# Homer Glenn, IL - "Silver", Sable? F, 2 1/2yrs



## Wolfenstein (Feb 26, 2009)

I found this pretty girl at TLC Animal Shelter in Homer Glenn, IL (it's near Orland Park). She came in with another GSD (possible mix) because apparently she was on a farm and didn't get along well with the horses. She was raised with kids, however, and is about 2 1/2 years old. Someone is interested in her "brother" but Silver still needs a home!

She's a very lovely girl, I would love to take her myself if I had room!

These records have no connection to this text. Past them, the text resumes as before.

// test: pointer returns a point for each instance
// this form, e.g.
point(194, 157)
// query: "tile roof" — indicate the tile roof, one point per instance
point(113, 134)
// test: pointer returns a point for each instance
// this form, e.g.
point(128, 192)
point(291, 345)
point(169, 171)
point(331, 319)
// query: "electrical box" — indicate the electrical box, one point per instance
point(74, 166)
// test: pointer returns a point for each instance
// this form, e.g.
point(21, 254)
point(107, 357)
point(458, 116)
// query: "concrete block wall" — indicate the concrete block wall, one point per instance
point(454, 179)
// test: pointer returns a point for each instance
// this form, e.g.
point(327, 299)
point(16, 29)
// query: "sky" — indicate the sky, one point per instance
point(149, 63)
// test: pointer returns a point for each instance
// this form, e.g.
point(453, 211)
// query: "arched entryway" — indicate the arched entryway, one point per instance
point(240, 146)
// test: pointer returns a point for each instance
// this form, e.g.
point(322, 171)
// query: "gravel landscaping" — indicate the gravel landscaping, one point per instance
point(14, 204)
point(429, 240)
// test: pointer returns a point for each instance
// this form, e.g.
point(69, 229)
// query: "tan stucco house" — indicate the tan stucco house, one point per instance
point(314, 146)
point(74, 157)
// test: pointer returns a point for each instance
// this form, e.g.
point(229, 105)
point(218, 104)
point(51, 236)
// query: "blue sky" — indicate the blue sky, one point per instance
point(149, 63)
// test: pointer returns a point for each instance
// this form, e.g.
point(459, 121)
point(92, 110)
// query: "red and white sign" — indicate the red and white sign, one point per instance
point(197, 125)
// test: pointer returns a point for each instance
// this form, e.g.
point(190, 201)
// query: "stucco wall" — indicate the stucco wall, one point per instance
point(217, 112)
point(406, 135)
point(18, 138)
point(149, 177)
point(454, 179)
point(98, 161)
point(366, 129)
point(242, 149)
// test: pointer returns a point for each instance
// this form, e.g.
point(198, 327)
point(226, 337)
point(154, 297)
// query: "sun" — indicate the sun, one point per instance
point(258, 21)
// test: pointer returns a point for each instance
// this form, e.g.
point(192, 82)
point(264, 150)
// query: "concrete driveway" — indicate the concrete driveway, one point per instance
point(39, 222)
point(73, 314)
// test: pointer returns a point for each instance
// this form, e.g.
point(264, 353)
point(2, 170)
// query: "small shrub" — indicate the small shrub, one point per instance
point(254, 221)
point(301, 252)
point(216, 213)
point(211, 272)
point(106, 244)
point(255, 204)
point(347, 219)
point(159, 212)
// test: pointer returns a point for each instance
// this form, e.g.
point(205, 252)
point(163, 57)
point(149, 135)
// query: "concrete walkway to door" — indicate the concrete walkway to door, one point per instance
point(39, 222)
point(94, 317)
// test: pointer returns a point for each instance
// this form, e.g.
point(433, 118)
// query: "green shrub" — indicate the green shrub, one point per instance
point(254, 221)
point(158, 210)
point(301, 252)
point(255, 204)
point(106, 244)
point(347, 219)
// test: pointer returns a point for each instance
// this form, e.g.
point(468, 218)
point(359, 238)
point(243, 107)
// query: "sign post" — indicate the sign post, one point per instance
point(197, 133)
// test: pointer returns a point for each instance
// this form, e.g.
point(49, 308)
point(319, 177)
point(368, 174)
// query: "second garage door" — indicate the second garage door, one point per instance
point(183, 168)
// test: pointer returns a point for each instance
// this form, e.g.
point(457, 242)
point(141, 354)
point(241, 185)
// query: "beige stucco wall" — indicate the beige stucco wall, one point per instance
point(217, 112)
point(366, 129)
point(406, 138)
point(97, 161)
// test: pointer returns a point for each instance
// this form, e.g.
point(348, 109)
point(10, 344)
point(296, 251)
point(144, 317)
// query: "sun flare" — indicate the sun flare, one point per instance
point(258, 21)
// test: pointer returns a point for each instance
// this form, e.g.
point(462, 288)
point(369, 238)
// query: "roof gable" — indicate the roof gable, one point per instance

Here's a link to Silver's Petfinder page (she's listed as a mix, but she looks pure GSD to me!), along with a video posted by the rescue she's at. It's a bunch of shots of different dogs at the shelter, but there's some very sweet ones of Silver in there! Please check her out, she seems like such a sweet girl!

http://www.petfinder.com/petnote/displaypet.cgi?petid=13363115

http://www.youtube.com/watch?v=S1fs3IBx6u8


----------



## CindyM (Mar 20, 2007)

beautiful!


----------



## Karin (Jan 4, 2008)

What a pretty, pretty girl!







She has the most beautiful eyes and such neat coloring. That first picture is enough to break your heart though.


----------



## vomonyxhaus (Feb 15, 2009)

She looks like one of the girls we had when I was a kid..... same ear down infact!!!! I sure hope someone can help this pretty girl.....


----------



## CindyM (Mar 20, 2007)

she's very unforgettable. I came back to her post to check on her today. I hope she gets a really good home soon.


----------



## Wolfenstein (Feb 26, 2009)

Silver's not on TLC's website anymore, I guess she got adopted!


----------